結局のところ、労働教育は要るのか、要らないのか…。

> 働き、賃金を得ながらトレーニングさせてくれということだ。それはあまりにも真っ当な要求で、そもそもひと昔前の日本の企業というものはそういうものだったと思う。とりあえず正社員として採用して、給料を払いながら仕事を一から教えていくというやり方。

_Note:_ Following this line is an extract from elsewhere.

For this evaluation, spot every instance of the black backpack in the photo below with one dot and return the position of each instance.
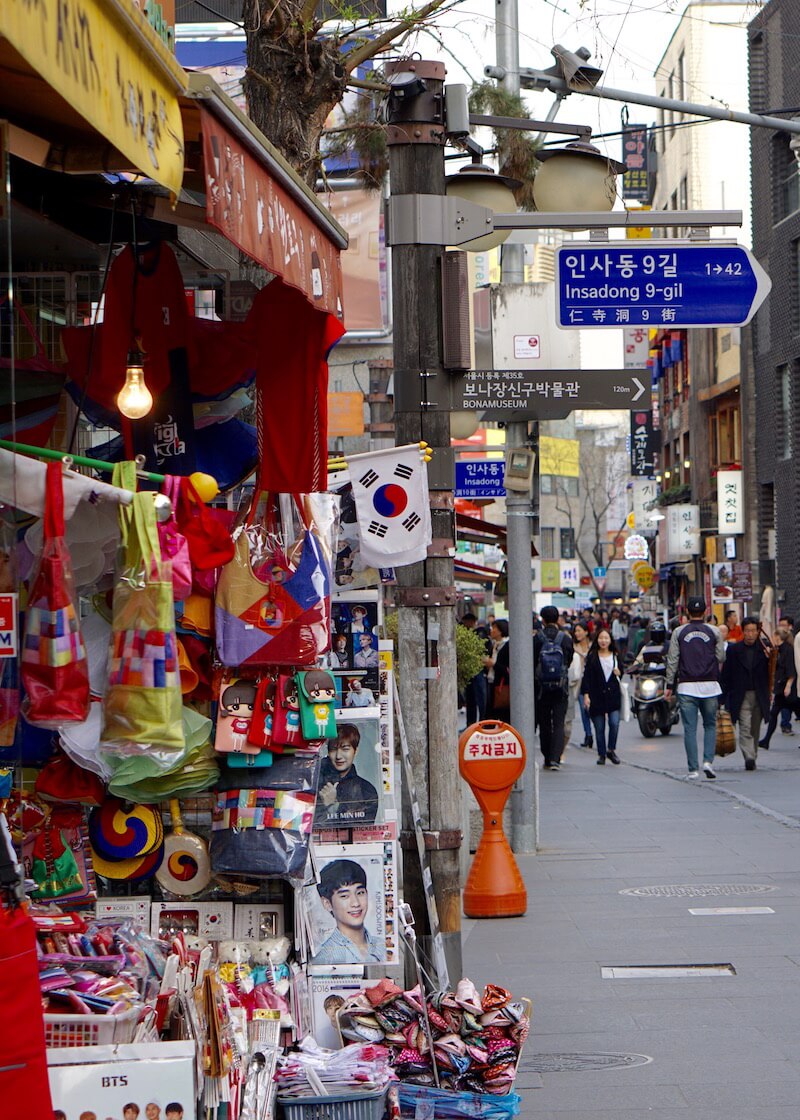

> が、今はどうか。企業は即戦力ばかりを欲しがり、「新人を育てる」などという余力、余裕はないというところが圧倒的多数だろう。
>
> スキルを習得する機会さえ与えられないまま、「即戦力ではないから」と切り捨てられる不条理。
マガジン9条〜雨宮処凜がゆく!〜(047)
http://www.magazine9.jp/karin/080312/080312.php

発言を引用して頂きましたので、労働教育について、私見を。
二つ考えられると思います。学校教育における「労働教育」と、OJTとしての「労働教育」と。
1.学校教育において:大学まで含めて考えます。あるお医者さんは「現在の日本では、国民の三人に一人から、二人に一人がガンになっている。であるから、早いうちからガン教育をすべきである。」との見解を持っています。「誰でも将来働くから、早期から労働教育」「誰でも将来消費者になるのだから(これは「労働者」よりももっと高い確率ですね)早期から消費者教育」、と、いろいろ展開できると思いますが、現在わたし達が直面している問題が、小学生が成人する頃、どのようになっているかを考えると、具体的な教育内容を考えるのはなかなか難しいですね。何についても進化が早く、次世代がすぐに出てくるのが今の社会ですし、そういう進化の速度はあがる一方のように思います。私の考えでは、そのように先が見えずに進化してゆく社会の中でも、「なぜそうなるのか」を調べ、「何が問題(重要)か」を発見し、どのような対処の選択肢があるかを考え、最終的に自分はそれにどう対処するかを決断し、それに関して、必要なら他者との調整を行う、という基本の人間的技術を磨くことで、あらゆるありうるリスクに対応できるように「教育」するのが、ワンストップ・リスクマネジメント型教育として有効だと思います。働く上で問題にぶつかったときは、その力を活用してそれに取り組む、それから、そもそも、問題を発見するには、発見する感受性(何かおかしい!という)を磨かねばなりませんけれど、それは、もう家庭で「まともな暮らし方」をするのが基本ですね。それがベースにあれば、「まともでないこと」は、「何か変!」と感じられますが、そこで狂ってしまうと、そもそも問題を問題として発見することが困難になりますね。今の社会は進化が早く、かつ、子どもが昔よりも幼い部分が多いのに、大人の世界に簡単に入り込めるようになっているので、自立して調べたり考えたりするステップを早めることが必要ですが、日本の受験教育(とりあえず、OOに入るために、疑問を持たずに一定のルールにのっとった訓練のみを行う)は、その障害になっているのでは、と思っています。大学では、自分の好きな対象を選んで、自由にこうした訓練をすることがおそらく、本来の「職業レリバンス」につながるはずだと思うのですが。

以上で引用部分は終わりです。